Death is grief as much to a Cambodian as to a Westerner. However, many Cambodians are Buddhists who do not view death as the end of one’s life but rather as the end of a life cycle. It is a passage from one stage of the cycle to the next. In Buddhism, there is belief that all life evolves in a successive cycle of birth, sickness, old age, death and rebirth/reincarnation.
In Cambodia, when a person dies, the care of the body is undertaken by the family. The body would be brought home, washed, dressed, and placed into a coffin. The body is not to be dissected and organs are not to be removed because it is believed that would affect one’s rebirth. The body is not embalmed. Traditionally, the body is kept in the house for seven days or longer before cremation. Today, it is common that the body is kept for only three days. Monks come to the home and recite sermons every evening by the body. On the third or the seventh day, a funeral procession is organized to carry the body to the temple for cremation. The crematorium is usually on or near the temple grounds.
And so it is, that I had a special moment this morning, that I wish to share. I decided to get my toes done in preparation for a business trip. I greeted the manicurist in the Khmer way, as I had learned in the past that her home is in Phenom Penh and she has been in the states for only eight years. She smiled and we talked. She mentioned she was going home in October and I mentioned that I was returning to Cambodia in January.

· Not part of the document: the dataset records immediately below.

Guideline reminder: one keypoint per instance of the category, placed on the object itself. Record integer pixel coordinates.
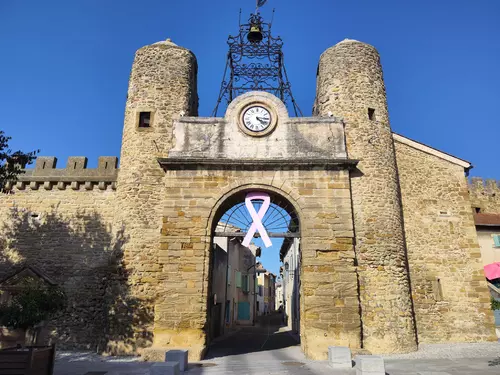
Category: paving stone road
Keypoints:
(268, 349)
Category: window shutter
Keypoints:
(245, 283)
(238, 279)
(496, 239)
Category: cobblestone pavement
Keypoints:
(268, 349)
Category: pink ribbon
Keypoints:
(257, 217)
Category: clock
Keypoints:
(257, 118)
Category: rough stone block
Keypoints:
(166, 368)
(180, 356)
(339, 357)
(369, 365)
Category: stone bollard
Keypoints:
(166, 368)
(369, 365)
(179, 356)
(339, 357)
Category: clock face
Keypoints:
(257, 118)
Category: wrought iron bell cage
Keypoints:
(255, 62)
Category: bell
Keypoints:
(255, 34)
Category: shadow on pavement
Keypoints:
(264, 336)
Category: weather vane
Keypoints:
(255, 62)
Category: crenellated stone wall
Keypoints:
(60, 221)
(485, 195)
(449, 291)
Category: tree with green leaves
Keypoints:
(33, 303)
(12, 163)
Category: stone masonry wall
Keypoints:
(450, 295)
(350, 85)
(485, 194)
(59, 221)
(329, 302)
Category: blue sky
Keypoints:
(65, 65)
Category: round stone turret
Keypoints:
(350, 85)
(162, 86)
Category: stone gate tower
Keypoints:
(162, 86)
(350, 84)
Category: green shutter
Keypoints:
(238, 279)
(496, 239)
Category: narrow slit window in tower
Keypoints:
(144, 119)
(371, 114)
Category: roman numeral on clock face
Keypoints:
(256, 118)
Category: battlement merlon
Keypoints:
(75, 173)
(489, 185)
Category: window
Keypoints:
(238, 279)
(144, 119)
(245, 284)
(496, 240)
(371, 114)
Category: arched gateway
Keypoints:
(213, 164)
(140, 238)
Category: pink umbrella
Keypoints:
(492, 271)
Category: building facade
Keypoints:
(389, 254)
(290, 256)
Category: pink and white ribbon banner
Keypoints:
(257, 217)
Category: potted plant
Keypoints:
(33, 303)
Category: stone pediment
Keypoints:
(301, 139)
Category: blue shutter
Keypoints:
(243, 310)
(496, 239)
(238, 279)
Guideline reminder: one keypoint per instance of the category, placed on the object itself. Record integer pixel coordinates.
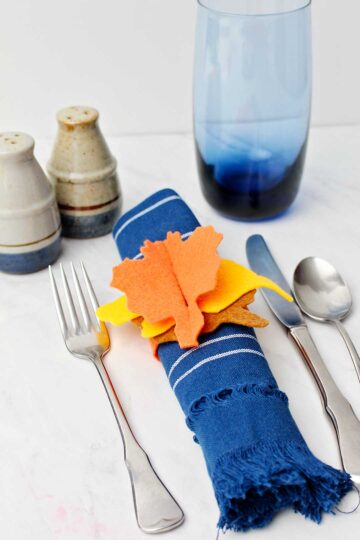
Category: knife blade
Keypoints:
(339, 410)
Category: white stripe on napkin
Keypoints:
(185, 235)
(209, 342)
(145, 211)
(211, 359)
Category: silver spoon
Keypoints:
(323, 295)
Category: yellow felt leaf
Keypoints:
(116, 312)
(233, 281)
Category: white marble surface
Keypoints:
(61, 465)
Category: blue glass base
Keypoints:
(31, 261)
(247, 196)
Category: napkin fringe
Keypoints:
(223, 397)
(252, 484)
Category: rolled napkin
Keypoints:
(257, 459)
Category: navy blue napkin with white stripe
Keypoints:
(256, 458)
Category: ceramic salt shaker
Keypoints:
(84, 174)
(29, 217)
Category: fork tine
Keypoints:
(91, 293)
(58, 306)
(70, 303)
(81, 298)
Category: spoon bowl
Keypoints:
(322, 294)
(320, 290)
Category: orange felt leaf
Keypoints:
(168, 281)
(236, 313)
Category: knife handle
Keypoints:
(346, 424)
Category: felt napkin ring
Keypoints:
(182, 288)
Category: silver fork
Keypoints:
(155, 508)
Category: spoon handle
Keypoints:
(344, 420)
(351, 347)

She asked me to remind her what it was that I would be doing, and I explained that along with a team of about ten people, we will once again be working with children who have been rescued from sex trafficking, or those who are at risk. Her eyes welled up with tears as she looked into mine, and she thanked me for our work.
And then she said: “You know, there are many things people can do to help the poor in Cambodia.” I nodded. She said, “My mother, who is 92 now, has gone back to Cambodia every year since we came to the U.S. She buys wood and takes it to the monks to give away to the poor people who cannot afford to buy a coffin for their loved one.”
Think about that. I am so blessed to have had this conversation. This is not meant to be grim, although I realize it is. But for me, this is enlightening. It helps me to further understand the depth of poverty for those people that I will serve at the restoration center, at the brick factories and in the community. Now, when I look into the eyes of the elderly at church in the small town of Svay Pak, and they raise their hands in thanks for our work, I will understand even more clearly their amazing strength. And once again, I am so humbled.